During that 2009 incident, the school sent out an alert to all students to stay away from the area, and investigators were able to look at data logs to see who had entered the basement where the crime occurred, said Bennett, who told the News Service he and Leone lived within about 45 feet from the scene where Justin Cosby later was shot and killed.
Steven Carl, the director of public safety at Assumption College, described how the college scrambled to ensure the safety of students and identify a perpetrator after a former student made a bomb threat against the school.
Carl said the student had been kicked off campus about six months prior to the October 2014 bomb threat because of rape allegations. By working with Worcester Police, authorities were able to trace the internet protocol address of where the threat originated, Carl said.
Terry McLaughlin, a Worcester prosecutor, noted that sexual assault crimes can be difficult to prove because there are usually only two people present at the crime, and police usually need cooperation from the person who was allegedly assaulted.
James Hopper, of Harvard Medical School, told the conference that the natural human response to the trauma of rape can run counter to what people generally imagine.
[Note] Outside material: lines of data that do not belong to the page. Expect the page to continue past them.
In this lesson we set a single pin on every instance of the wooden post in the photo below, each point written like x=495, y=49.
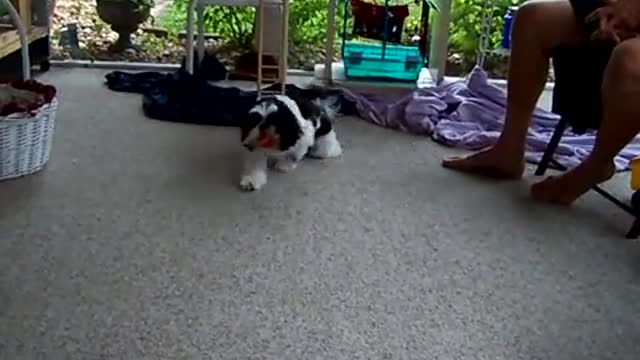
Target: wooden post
x=24, y=9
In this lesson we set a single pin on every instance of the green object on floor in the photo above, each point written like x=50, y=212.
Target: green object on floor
x=366, y=60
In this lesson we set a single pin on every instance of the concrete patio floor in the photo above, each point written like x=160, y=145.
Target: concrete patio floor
x=135, y=243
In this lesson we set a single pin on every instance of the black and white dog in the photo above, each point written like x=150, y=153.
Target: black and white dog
x=279, y=131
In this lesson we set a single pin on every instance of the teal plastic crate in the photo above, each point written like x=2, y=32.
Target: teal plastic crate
x=366, y=60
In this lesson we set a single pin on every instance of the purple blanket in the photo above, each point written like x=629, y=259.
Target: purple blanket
x=470, y=115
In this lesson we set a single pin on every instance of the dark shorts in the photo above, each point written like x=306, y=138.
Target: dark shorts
x=579, y=71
Hopper said humans freeze up when they are fearful, and can even actively participate in an unwanted sexual encounter. Hopper said traumatic memories can often key in on seemingly insignificant details, such as background noise, and efforts to make a victim remember contextual or peripheral facts, such as the timing of events, can create false memories.
The "circuitry of fear" gives rape victims intense memories from the first few minutes of an assault while their brains store less information about the subsequent time of the assault, Hopper said.